El suelo de la Ciudad de México volvió a temblar este martes, aunque esta vez con movimientos tan sutiles que muchos habitantes ni siquiera los percibieron. Tres microsismos sacudieron la capital en un lapso de dos horas, confirmando una vez más la actividad sísmica recurrente en la región, aunque sin dejar daños materiales ni víctimas que lamentar.

El primero de estos eventos ocurrió a las 18:50 horas, cuando un sismo de magnitud 1.6 se originó en las profundidades de Iztapalapa, una de las alcaldías más pobladas de la metrópoli. Con una profundidad de apenas tres kilómetros, el movimiento fue tan leve que solo los instrumentos más sensibles lograron registrarlo. Sin embargo, su cercanía a la superficie lo hizo detectable en zonas específicas, donde algunos vecinos reportaron una ligera vibración, similar al paso de un camión pesado.

La calma duró poco. Solo un minuto después, a las 18:51, un segundo microsismo —aún más imperceptible— se sumó a la secuencia, aunque los detalles técnicos de este evento no fueron divulgados con la misma precisión. Lo que sí quedó claro fue que la tierra bajo la ciudad no había terminado de moverse.

Fue casi dos horas más tarde, a las 20:50, cuando un tercer temblor, esta vez de magnitud 2.2, sacudió la alcaldía Benito Juárez. Con un epicentro a solo un kilómetro de profundidad, este sismo fue el más intenso de la serie, aunque su fuerza siguió siendo mínima. Los residentes de la zona, acostumbrados a estos fenómenos, apenas lo notaron, y las autoridades confirmaron que no hubo afectaciones en infraestructura ni emergencias reportadas.

Estos microsismos, aunque frecuentes en la capital, suelen pasar desapercibidos para la mayoría de la población. Sin embargo, su registro constante sirve como recordatorio de que la Ciudad de México se asienta sobre un terreno complejo, donde las fallas geológicas locales y la antigua cuenca lacustre interactúan para generar estos movimientos de baja intensidad. Expertos en sismología han señalado en repetidas ocasiones que, aunque no representan un riesgo mayor, su estudio es crucial para entender mejor el comportamiento del subsuelo y mejorar los sistemas de alerta temprana.

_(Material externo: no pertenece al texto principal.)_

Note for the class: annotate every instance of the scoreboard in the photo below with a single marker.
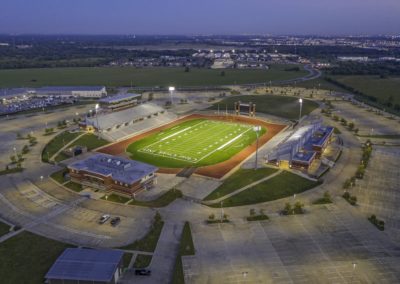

Hasta el momento, las autoridades locales mantienen un monitoreo constante, pero sin activar protocolos de emergencia. La población, por su parte, sigue con su rutina, aunque no deja de preguntarse cuándo será el próximo «susto» que les recuerde que viven en una de las zonas sísmicas más activas del mundo. Mientras tanto, los sismógrafos continúan registrando cada pequeño estremecimiento, como un susurro de la tierra que, por ahora, no ha querido alzar la voz.